Various sample preparation techniques including solid phase extraction (SPE), solid phase microextraction (SPME) [2], on-column large volume injection [7], liquid–liquid extraction [17], electro-enhanced solid-phase microextraction [18], disk extraction [19, 20], liquid phase microextraction [21], molecularly imprinted polymer [5, 22,23,24] and QuEChERS extraction [25, 26] have been employed for purification and concentration of bisphenol A (BPA) in water samples and foods. Serials analytical techniques including high performance liquid chromatography with ultraviolet detector (HPLC–UV) [3, 22], high performance liquid chromatography with fluorimetric detector (HPLC–FLR) [8], high performance liquid chromatography with ultra-violet absorption and fluorescence detection (HPLC–UV–FLR) [9], liquid chromatography coupled with tandem mass spectrometry (LC–MS/MS) [5, 6, 10, 14, 18, 21], gas chromatography with mass spectrometry (GC–MS) or gas chromatography with tandem mass spectrometry (GC–MS/MS) [1, 4, 7, 10, 17], electrochemical sensor [23], fluorescence sensor [27] and Enzyme-Linked Immunosorbent Assay [28] have been used for the analysis of BPA in recent years.

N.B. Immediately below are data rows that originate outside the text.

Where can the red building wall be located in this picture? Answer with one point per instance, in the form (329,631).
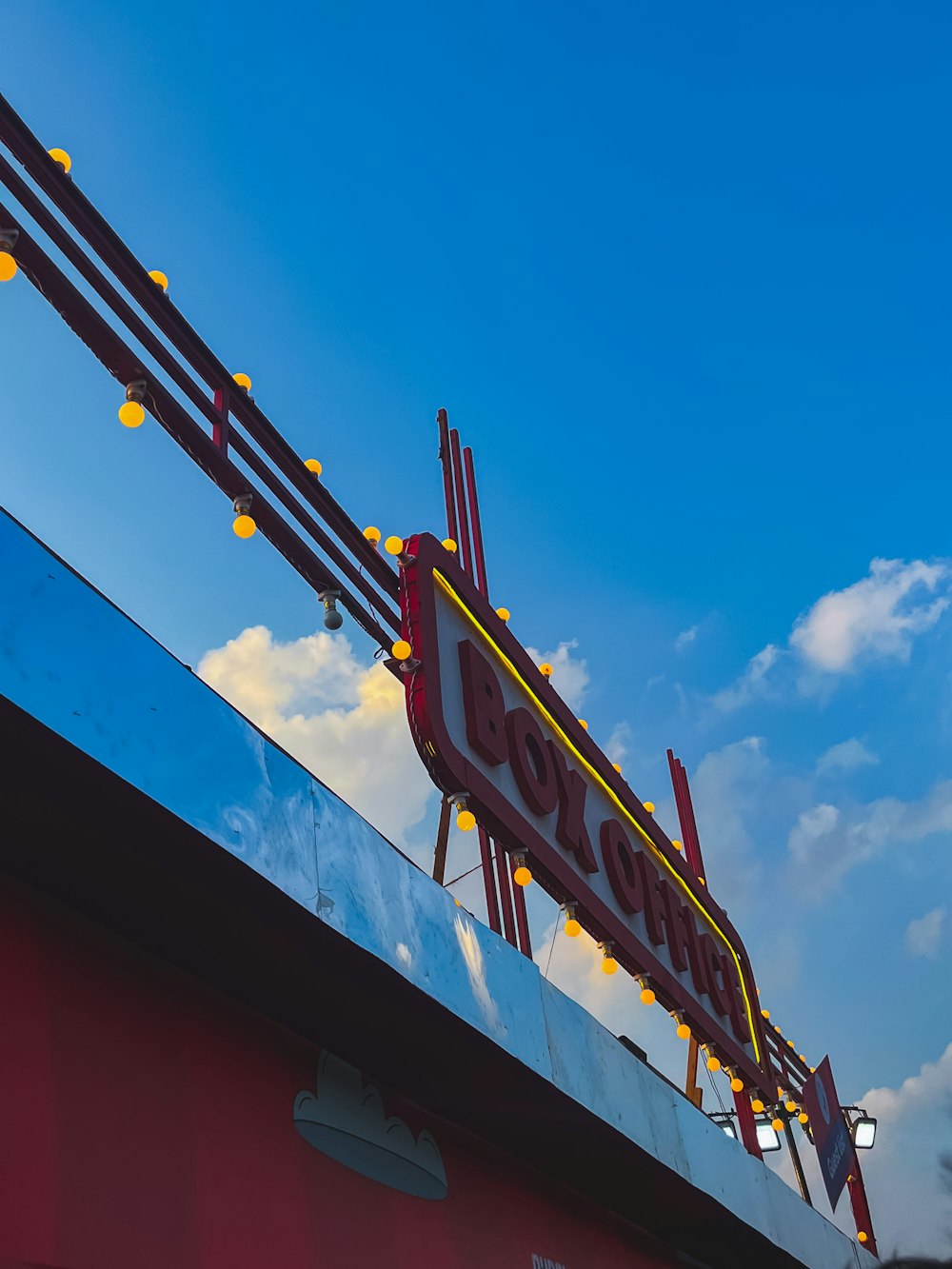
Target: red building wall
(147,1123)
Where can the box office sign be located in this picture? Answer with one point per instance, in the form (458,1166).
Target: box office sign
(490,727)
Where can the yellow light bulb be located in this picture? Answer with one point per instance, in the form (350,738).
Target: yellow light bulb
(131,414)
(244,525)
(61,157)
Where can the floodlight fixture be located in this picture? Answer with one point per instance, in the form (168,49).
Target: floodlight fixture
(863,1130)
(767,1136)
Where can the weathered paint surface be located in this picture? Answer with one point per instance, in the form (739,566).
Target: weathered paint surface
(79,665)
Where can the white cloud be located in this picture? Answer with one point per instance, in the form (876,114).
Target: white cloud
(825,842)
(923,936)
(845,757)
(910,1208)
(619,743)
(753,682)
(874,617)
(570,675)
(811,827)
(345,721)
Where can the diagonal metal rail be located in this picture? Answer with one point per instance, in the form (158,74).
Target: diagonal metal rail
(126,366)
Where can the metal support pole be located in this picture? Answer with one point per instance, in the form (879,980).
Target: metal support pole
(506,895)
(692,1088)
(522,917)
(795,1158)
(746,1123)
(464,541)
(489,882)
(440,856)
(861,1206)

Compared with HPLC method, GC–MS, GC–MS/MS or LC–MS/MS methods have better qualitative effect. However, the MS-based methods depending on expensive apparatus are prone to endure matrix effect and require isotope internal standards to improve the quantification accuracy. GC–MS or GC–MS/MS methods require further derivatization after sample preparation, which increases the risk of background introduction and sample loss. When the water samples were purified and enriched using the solid phase extraction (SPE) cartridges, their work efficiency was largely limited by their loading flow rates at no more than 10 mL/min. Furthermore, the reported analytical methods mainly focused on the detection of BPA, but multiple bisphenol analogues are rarely reported in drinking water-related products.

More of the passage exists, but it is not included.